MOSCOW, February 18 - RAPSI. The Lefortovsky District Court in Moscow decided to ask the Justice Ministry on Monday to provide them with a Russian translation of the European Court of Human Rights' (ECHR) decision in the claim regarding the Nord-Ost hostage crisis.
An attack on Moscow's Dubrovka Theater, also known as the Nord-Ost theater, took place on October 23, 2002. A group of 40 terrorists broke into the theater and took hostages, including the women and children who were there watching a musical.
For three days, 912 people were held at gunpoint in the auditorium. The terrorists refused to surrender, so the security forces stormed the building. The terrorists were killed and the surviving hostages were released. However, 130 hostages were also killed in the storm.

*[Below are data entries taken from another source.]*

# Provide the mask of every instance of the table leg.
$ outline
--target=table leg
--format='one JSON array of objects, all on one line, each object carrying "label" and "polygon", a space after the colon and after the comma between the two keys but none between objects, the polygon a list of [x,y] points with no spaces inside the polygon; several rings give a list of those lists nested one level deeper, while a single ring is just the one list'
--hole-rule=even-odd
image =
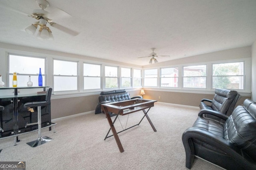
[{"label": "table leg", "polygon": [[117,133],[116,133],[116,131],[115,127],[114,126],[113,122],[112,122],[112,120],[111,119],[110,116],[109,115],[109,114],[108,114],[108,109],[104,107],[102,107],[103,108],[103,109],[104,110],[104,112],[106,114],[106,116],[107,117],[107,119],[108,119],[108,123],[109,123],[109,125],[110,126],[111,130],[112,131],[112,133],[113,133],[114,137],[115,139],[116,140],[116,142],[117,146],[118,147],[119,150],[120,151],[120,152],[122,152],[124,150],[123,146],[122,145],[122,144],[121,143],[121,142],[120,141],[120,139],[119,139],[119,137],[117,135]]},{"label": "table leg", "polygon": [[156,129],[155,128],[155,127],[154,126],[154,125],[153,124],[153,123],[151,121],[151,120],[150,120],[150,119],[149,118],[149,117],[148,117],[148,114],[147,114],[147,113],[148,112],[148,111],[150,109],[150,108],[149,109],[148,109],[148,111],[146,111],[146,112],[145,111],[144,109],[142,110],[142,111],[143,111],[143,112],[144,113],[144,114],[145,114],[145,115],[146,116],[146,117],[147,118],[147,119],[148,119],[148,122],[149,122],[149,123],[151,125],[151,127],[152,127],[152,128],[153,129],[153,130],[154,130],[154,132],[156,132]]}]

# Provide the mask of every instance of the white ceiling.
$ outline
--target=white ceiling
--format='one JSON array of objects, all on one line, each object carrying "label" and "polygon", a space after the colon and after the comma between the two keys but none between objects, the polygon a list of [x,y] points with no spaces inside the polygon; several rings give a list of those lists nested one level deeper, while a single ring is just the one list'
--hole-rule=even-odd
[{"label": "white ceiling", "polygon": [[[47,0],[72,17],[50,18],[79,34],[48,26],[54,40],[24,31],[37,21],[35,0],[0,1],[0,42],[139,65],[150,49],[159,62],[251,45],[256,40],[255,0]],[[46,10],[47,11],[47,9]]]}]

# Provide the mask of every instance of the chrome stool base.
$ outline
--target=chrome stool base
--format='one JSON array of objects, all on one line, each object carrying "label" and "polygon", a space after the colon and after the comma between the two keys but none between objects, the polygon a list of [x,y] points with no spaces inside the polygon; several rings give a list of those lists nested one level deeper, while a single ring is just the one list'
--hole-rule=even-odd
[{"label": "chrome stool base", "polygon": [[43,137],[38,138],[38,139],[36,141],[28,142],[27,143],[27,144],[34,148],[35,147],[36,147],[38,146],[40,146],[41,145],[44,144],[48,142],[50,142],[53,139],[50,137],[47,136],[44,136]]}]

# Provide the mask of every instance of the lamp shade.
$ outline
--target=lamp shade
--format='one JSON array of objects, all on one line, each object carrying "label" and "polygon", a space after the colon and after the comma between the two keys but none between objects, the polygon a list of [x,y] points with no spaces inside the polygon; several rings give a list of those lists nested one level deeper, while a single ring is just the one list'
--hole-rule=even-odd
[{"label": "lamp shade", "polygon": [[142,95],[143,94],[145,94],[145,92],[144,92],[144,90],[140,90],[140,94],[142,94]]},{"label": "lamp shade", "polygon": [[33,24],[29,25],[25,29],[25,31],[30,35],[34,35],[36,30],[36,27]]}]

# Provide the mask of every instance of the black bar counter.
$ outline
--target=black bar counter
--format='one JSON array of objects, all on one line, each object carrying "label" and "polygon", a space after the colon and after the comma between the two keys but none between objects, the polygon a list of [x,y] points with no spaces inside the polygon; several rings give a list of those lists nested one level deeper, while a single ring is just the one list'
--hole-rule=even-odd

The ECHR recognized on December 20, 2011 that the security forces made a series of violations while storming the building, but said the decision to storm was not an abuse of the hostages' rights. The decision to fine the government 1.3 million euro came into effect after the Grand Chamber reviewed the claim in the case.
It became apparent during Monday's hearing that the court never received the results of the Investigative Committee's probe into the Nord-Ost crisis in connection with prominent opposition activist Boris Nemtsov's lawsuit. Nemtsov, who was a State Duma deputy at the time, filed a lawsuit against the officials who organized the storming of Dubrovka.